2。ウォールプッシュは、1つまたは2フィート離れてあなたの足で壁に向かって立ち上げ。広い離れてあなたの肩限り、壁に手を置きます。壁に向かって自分を下げ、肘を曲げ、その後、開始位置に押し戻す。各担当者の間にあなたの体はまっすぐに保つ。
3。あなたの膝があなたの側に少し、腕を曲げて上腕二頭筋は、それぞれの手に重みを持って、CurlStand。重量はあなたの腕の上部に触れるまで、あなたの側であなたの腕を、肘で曲げ腕を持ち上げる。
あなたがトップに到達したときにあなたの上腕二頭筋を圧迫することを確認してください。あなたが一緒にまたは別々に両腕をカールすることができます。

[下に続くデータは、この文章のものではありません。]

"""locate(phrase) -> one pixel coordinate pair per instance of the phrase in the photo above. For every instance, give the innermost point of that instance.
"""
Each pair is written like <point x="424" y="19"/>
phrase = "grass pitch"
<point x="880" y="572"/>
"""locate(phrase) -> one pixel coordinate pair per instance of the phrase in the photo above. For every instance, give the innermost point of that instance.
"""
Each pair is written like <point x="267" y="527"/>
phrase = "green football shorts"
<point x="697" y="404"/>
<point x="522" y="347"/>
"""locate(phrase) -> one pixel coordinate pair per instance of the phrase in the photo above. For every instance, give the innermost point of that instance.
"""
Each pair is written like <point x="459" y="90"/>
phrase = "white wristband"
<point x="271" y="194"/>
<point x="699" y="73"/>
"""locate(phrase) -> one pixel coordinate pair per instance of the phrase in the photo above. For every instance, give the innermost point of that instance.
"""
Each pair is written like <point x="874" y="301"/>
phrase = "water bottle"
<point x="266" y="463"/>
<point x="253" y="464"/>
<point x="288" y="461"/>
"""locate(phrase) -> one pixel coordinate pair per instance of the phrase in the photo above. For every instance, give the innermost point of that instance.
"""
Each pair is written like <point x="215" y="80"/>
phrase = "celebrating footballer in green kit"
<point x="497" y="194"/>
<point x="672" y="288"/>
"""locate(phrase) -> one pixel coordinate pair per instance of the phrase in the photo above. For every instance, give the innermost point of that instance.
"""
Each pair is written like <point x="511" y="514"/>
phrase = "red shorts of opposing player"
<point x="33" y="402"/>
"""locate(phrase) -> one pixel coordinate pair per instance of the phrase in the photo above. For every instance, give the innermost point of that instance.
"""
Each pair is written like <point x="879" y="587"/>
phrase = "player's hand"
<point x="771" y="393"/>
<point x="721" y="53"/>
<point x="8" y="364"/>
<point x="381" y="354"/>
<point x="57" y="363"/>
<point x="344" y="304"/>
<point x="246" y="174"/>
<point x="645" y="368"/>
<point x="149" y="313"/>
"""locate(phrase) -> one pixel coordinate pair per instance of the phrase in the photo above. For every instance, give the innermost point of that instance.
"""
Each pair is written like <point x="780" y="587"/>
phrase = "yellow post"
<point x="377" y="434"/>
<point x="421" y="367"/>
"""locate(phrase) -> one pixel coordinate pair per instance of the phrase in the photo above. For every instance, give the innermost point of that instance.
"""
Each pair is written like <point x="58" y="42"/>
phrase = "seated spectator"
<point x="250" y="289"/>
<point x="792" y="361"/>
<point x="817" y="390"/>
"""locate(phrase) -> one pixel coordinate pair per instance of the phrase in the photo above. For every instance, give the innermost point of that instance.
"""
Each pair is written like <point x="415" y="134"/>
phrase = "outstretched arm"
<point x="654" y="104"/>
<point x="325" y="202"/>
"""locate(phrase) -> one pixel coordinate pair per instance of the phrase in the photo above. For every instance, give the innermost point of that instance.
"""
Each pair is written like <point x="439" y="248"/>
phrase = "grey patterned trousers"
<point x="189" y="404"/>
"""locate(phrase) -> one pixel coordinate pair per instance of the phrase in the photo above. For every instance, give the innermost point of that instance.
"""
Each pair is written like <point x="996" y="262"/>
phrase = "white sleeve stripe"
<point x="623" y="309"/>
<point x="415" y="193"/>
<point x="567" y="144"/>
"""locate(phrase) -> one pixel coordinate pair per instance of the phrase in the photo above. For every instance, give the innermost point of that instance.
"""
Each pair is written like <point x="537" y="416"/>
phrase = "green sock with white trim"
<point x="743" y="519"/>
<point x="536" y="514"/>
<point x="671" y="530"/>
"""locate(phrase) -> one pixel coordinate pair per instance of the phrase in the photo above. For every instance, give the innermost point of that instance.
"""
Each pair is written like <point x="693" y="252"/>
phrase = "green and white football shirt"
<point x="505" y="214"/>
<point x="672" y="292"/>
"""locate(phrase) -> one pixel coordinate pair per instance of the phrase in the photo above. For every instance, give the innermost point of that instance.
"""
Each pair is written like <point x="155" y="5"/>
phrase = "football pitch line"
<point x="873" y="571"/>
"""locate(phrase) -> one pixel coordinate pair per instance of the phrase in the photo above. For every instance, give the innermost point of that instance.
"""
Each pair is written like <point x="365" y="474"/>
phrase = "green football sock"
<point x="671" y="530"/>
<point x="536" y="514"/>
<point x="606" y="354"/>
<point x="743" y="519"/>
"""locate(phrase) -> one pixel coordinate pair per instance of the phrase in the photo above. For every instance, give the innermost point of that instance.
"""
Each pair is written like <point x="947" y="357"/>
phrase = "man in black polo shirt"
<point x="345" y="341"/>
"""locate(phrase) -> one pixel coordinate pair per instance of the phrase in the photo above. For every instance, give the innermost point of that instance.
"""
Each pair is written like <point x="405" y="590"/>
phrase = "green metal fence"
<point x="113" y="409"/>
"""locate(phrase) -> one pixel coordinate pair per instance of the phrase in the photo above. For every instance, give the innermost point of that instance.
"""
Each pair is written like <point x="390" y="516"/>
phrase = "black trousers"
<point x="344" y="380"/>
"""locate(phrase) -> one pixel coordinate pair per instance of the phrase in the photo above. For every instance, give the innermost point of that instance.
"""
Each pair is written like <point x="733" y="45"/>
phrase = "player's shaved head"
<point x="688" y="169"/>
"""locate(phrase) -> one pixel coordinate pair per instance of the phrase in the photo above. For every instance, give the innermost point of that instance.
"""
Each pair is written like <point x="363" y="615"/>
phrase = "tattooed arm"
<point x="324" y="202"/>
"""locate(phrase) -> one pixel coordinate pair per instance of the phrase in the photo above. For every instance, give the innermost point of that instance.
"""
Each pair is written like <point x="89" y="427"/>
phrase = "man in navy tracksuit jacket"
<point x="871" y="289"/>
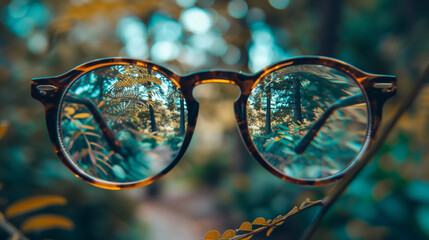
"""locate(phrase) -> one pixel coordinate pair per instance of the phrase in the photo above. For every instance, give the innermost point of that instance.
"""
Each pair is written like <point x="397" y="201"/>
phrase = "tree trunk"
<point x="330" y="16"/>
<point x="296" y="94"/>
<point x="182" y="117"/>
<point x="152" y="115"/>
<point x="268" y="112"/>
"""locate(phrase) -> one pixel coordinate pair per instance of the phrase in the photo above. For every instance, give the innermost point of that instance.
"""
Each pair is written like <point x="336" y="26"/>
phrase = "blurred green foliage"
<point x="389" y="199"/>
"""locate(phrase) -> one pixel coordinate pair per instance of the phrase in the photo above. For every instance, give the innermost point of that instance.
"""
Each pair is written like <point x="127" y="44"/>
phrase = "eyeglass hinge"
<point x="383" y="85"/>
<point x="44" y="89"/>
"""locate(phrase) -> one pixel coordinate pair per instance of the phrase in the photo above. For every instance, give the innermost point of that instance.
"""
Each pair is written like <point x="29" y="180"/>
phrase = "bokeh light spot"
<point x="37" y="43"/>
<point x="196" y="20"/>
<point x="237" y="8"/>
<point x="279" y="4"/>
<point x="132" y="33"/>
<point x="186" y="3"/>
<point x="232" y="55"/>
<point x="163" y="51"/>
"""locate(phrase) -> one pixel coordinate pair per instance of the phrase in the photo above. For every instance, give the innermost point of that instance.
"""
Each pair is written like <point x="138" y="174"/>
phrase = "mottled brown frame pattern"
<point x="50" y="92"/>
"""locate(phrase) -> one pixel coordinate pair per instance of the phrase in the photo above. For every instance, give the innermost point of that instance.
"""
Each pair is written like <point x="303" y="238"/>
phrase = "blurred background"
<point x="217" y="185"/>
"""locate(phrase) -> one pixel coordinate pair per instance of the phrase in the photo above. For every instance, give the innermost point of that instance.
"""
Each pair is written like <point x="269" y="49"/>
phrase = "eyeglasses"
<point x="119" y="123"/>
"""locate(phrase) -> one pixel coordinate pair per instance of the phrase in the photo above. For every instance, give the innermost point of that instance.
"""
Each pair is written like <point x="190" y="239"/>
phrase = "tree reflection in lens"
<point x="308" y="121"/>
<point x="123" y="123"/>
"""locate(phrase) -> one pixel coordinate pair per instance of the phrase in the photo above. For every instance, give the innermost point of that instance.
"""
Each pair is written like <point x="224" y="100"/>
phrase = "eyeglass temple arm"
<point x="305" y="141"/>
<point x="106" y="131"/>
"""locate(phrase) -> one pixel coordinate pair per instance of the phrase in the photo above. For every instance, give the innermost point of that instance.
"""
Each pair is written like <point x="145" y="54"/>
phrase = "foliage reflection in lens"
<point x="308" y="121"/>
<point x="122" y="123"/>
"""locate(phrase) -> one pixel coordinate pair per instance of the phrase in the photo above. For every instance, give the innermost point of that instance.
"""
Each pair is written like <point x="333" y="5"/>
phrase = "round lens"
<point x="309" y="122"/>
<point x="122" y="123"/>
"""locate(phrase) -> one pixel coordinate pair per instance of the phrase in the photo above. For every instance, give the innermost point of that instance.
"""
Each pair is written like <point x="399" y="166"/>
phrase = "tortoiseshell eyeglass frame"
<point x="50" y="91"/>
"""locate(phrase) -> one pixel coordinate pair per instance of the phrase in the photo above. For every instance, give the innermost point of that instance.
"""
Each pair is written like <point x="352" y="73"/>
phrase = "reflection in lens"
<point x="122" y="123"/>
<point x="308" y="121"/>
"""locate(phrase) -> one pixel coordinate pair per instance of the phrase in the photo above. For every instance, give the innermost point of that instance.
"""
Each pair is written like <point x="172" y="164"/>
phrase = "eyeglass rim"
<point x="52" y="101"/>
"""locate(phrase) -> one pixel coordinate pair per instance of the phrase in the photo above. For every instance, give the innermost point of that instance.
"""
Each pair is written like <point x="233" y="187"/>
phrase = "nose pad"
<point x="216" y="113"/>
<point x="216" y="92"/>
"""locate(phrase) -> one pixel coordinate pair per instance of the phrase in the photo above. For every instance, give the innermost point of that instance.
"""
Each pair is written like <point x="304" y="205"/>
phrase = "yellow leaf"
<point x="212" y="235"/>
<point x="259" y="221"/>
<point x="228" y="234"/>
<point x="81" y="115"/>
<point x="88" y="127"/>
<point x="3" y="127"/>
<point x="69" y="110"/>
<point x="33" y="203"/>
<point x="15" y="236"/>
<point x="278" y="221"/>
<point x="43" y="222"/>
<point x="100" y="104"/>
<point x="269" y="231"/>
<point x="246" y="226"/>
<point x="294" y="210"/>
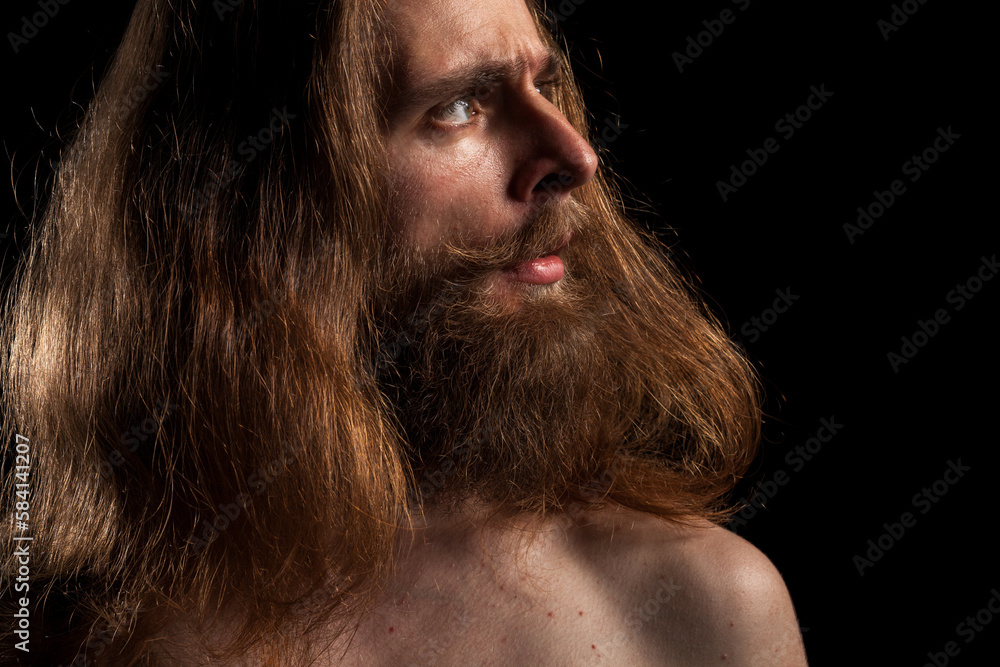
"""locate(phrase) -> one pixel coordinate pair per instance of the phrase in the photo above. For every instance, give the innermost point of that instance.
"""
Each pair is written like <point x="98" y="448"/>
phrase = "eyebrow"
<point x="466" y="79"/>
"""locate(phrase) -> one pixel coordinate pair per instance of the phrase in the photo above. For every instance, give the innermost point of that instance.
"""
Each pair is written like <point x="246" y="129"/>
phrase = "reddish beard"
<point x="515" y="396"/>
<point x="494" y="382"/>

4。椅子の前面端にベンチDipsSit。お尻の横にある椅子の端に手を置きます。椅子から床に平らフィート、2フィートから始めて、膝が曲がって。手があなたをサポートするまで、下部を持ち上げます。体を下に浸漬、腕を曲げる。限り快適で一時停止などの下に移動します。あなたのtricpesを圧迫しながら、徐々に開始位置に押し戻す。肩のストレスを最小限に抑えるために全体椅子エッジの近くに戻ってください。
5。
それぞれの手に体重をRowHold、少し背中をまっすぐに保ち前かがみに立っ。離れて足について重みを保ち、持ち上げて、まっすぐ肘を重みを引いて、ほとんども、あなたのあごを持つまでは、あなたの体に近いインチ直面親指。徐々に開始位置に戻ります。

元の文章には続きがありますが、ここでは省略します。